There may be a time and place for stimulus policy. Specifically, if there is a sudden shock that decreases aggregate demand, then stimulus policies can potentially improve the situation by boosting consumption spending. But these macroeconomic tools are blunt instruments designed to create a short-term boost during an emergency — and they do nothing to improve long-term productivity.
Our economy is stagnating because of low (or no) productivity growth. This is a microeconomic problem, and the solution is microeconomic reform to improve the incentives to work, save, invest and innovate. There is no macroeconomic solution to our productivity problem, so talk of monetary and fiscal stimulus is a dangerous distraction from the main game, which can only be microeconomic reform.
During the 1980s and 1990s, the national government (from both sides of politics) understood the link between microeconomic reform, productivity growth and economic success. The result was nearly three decades of prosperity and productivity growth. In recent years, both sides have seemingly forgotten the lessons of the past and shied away from the difficult task of improving economic incentives. The lack of microeconomic reform helps to explain our current productivity problem.
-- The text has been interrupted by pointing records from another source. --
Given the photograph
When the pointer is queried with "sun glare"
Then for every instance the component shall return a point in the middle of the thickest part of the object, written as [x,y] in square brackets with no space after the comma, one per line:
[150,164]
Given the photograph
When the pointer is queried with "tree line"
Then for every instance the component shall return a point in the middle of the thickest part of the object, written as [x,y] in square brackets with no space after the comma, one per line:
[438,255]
There is one notable exception. Over the past two years, the government has passed two rounds of income tax cuts that had the potential to boost productivity. Unfortunately, those tax cuts were poorly designed, and so the economic benefits won’t start until 2022 at the earliest.
The government’s tax policy is a story in two parts. The short-term changes started this year and were achieved through the Low-Middle Income Tax Offset (LMITO). The long-term changes include structural changes to income tax rates and brackets, and they come into effect in 2022/23 and 2024/25. Treasury did not conduct dynamic modelling of these tax changes when they were proposed, making it impossible to draw a proper comparison between the different approaches.
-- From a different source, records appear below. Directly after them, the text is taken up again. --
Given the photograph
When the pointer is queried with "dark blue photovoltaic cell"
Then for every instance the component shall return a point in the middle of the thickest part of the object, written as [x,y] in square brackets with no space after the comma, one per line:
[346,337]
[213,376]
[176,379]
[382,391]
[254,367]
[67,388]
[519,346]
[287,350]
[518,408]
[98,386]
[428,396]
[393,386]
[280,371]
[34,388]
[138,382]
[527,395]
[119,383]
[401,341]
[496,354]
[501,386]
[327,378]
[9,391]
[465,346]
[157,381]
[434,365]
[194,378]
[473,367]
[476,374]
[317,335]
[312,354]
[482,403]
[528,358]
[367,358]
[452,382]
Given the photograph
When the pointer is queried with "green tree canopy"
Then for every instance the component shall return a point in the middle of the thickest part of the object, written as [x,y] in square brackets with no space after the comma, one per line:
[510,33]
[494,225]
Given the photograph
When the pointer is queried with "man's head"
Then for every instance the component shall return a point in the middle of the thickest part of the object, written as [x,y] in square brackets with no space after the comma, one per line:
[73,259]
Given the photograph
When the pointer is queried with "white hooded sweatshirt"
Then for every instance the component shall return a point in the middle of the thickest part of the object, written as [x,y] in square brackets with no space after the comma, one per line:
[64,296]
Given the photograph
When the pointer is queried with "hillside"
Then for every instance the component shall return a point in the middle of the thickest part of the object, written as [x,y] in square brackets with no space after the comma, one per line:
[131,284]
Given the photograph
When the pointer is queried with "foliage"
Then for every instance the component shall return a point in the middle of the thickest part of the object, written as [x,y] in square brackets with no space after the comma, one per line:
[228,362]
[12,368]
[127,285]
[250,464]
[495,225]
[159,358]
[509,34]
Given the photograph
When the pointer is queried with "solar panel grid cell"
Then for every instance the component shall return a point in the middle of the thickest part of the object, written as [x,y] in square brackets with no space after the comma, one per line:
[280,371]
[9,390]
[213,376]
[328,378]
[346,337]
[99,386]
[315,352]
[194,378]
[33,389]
New modelling released yesterday shows the sharp distinctions between the two different tax plans.
The short-term LMITO policy does nothing to improve economic productivity or output, and will cost the budget about 10 per cent more than previously expected. To be clear, the LMITO policy does give a direct financial benefit to the recipients, and it does provide some fiscal stimulus. But crucially, it does nothing to improve productivity, so it will not help to boost long-run economic growth.
In contrast, the long-term structural tax cuts constitute genuine microeconomic reform that will improve the incentives to work, save, invest, and innovate. Those changes will boost economic output by $36 billion a year and will increase economic efficiency by $13 billion a year, creating the exact sorts of benefits we desperately need now. In further good news, these structural tax cuts are expected to cost the budget 38 per cent less than previously reported, making them both more economically beneficial and more affordable.
This information was not available to the government when it made its tax policy. For reasons known only to itself, Treasury refuses to do proper tax modelling that includes behavioural responses. Its estimates rely on the absurd assumption that people do not respond to incentives, and therefore there is no link between tax policy and productivity. This is not a genuine disagreement among economists; they are simply wrong.
Now that the government has access to proper modelling, it should take the opportunity to introduce a third round of its tax reform agenda. The obvious next step would be to scrap the inefficient LMITO policy, and instead bring forward the long-term structural tax reforms to start next year.
This proposal makes sense on its own merits as good tax policy, but when put in the context of sluggish economic growth and the need for productivity improvements, the argument becomes even stronger. Macroeconomic stimulus cannot improve productivity and microeconomic reform is much needed.
The proposed structural tax reform represents perhaps the best example of microeconomic reform since the heyday of the Hawke and Howard reform era. The reforms from the last generation helped boost productivity and economic growth, but that momentum has slowed.
We need to rediscover our lost productivity agenda; and right now, bringing forward the structural tax cuts is the best start.
John Humphreys is a research associate at the Centre for Independent Studies.